La presentación judicial del organismo solicita que el Ministerio Público determine si las conductas denunciadas revisten el carácter de “delitos de apremios ilegítimos u otros tratos crueles, inhumanos y degradantes, y vejación injusta”, sin perjuicio de otras figuras penales que puedan configurarse en el transcurso del proceso.
El fiscal Fabián Fernández decretó que la Brigada de Investigación Criminal (Bicrim) de Castro de la PDI asuma la tramitación del caso. Los detectives ya procedieron a tomar declaraciones a las víctimas, a los testigos presenciales y a las autoridades directivas del establecimiento, además de oficiar a Carabineros para recopilar la documentación oficial e institucional sobre la planificación y ejecución del procedimiento en la sala de clases. Asimismo, la Defensoría de la Niñez solicitó que los afectados sean derivados de inmediato a la Unidad de Víctimas y Testigos de la Fiscalía Regional de Los Lagos para recibir contención y resguardo.
Flancos administrativos y movilización escolar
En paralelo a la vía penal, el teniente coronel Enrique Gutiérrez Aquea, prefecto de la Prefectura de Carabineros Chiloé-Palena, confirmó la apertura de una investigación administrativa interna para delimitar la existencia de responsabilidades funcionarias. Del mismo modo, el Servicio Local de Educación Pública (SLEP) Chiloé comunicó que se encuentra recabando los antecedentes necesarios para ponderar una eventual responsabilidad o falta administrativa de los trabajadores del liceo que presenciaron o visaron el actuar policial.

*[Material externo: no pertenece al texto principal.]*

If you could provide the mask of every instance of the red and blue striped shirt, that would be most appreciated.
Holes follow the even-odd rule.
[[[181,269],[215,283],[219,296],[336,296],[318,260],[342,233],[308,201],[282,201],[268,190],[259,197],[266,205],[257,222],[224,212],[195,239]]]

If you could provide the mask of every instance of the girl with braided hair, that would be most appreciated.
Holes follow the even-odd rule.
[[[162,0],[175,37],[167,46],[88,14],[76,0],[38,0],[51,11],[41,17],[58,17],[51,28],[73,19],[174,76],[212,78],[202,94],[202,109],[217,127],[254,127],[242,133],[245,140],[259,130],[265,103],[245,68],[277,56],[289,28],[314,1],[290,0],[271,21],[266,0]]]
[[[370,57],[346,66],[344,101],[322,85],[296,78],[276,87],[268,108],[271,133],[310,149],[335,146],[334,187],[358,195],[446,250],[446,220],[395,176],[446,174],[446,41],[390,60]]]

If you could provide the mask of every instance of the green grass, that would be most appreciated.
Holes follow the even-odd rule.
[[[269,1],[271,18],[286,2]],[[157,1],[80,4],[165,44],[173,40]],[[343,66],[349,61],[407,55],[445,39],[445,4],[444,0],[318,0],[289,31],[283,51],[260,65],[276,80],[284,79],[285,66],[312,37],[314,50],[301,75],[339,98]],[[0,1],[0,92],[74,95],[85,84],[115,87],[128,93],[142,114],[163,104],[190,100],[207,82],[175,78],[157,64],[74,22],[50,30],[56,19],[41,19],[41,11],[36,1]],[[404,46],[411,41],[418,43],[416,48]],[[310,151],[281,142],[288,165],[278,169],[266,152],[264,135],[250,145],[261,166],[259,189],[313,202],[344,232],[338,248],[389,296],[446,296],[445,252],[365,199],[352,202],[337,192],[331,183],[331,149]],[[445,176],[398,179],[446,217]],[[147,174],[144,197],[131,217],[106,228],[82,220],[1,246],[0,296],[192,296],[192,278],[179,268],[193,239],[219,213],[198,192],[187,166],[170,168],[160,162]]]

Por su parte, la comunidad escolar del Liceo Rayen Mapu inició una movilización pacífica bajo la modalidad de “lápiz caído” (abstención de participar en actividades académicas ordinarias) en protesta por la vulneración sufrida por los alumnos de segundo medio, acción que cuenta con el respaldo público del presidente del Colegio de Profesores de Quellón, Jorge Mancilla.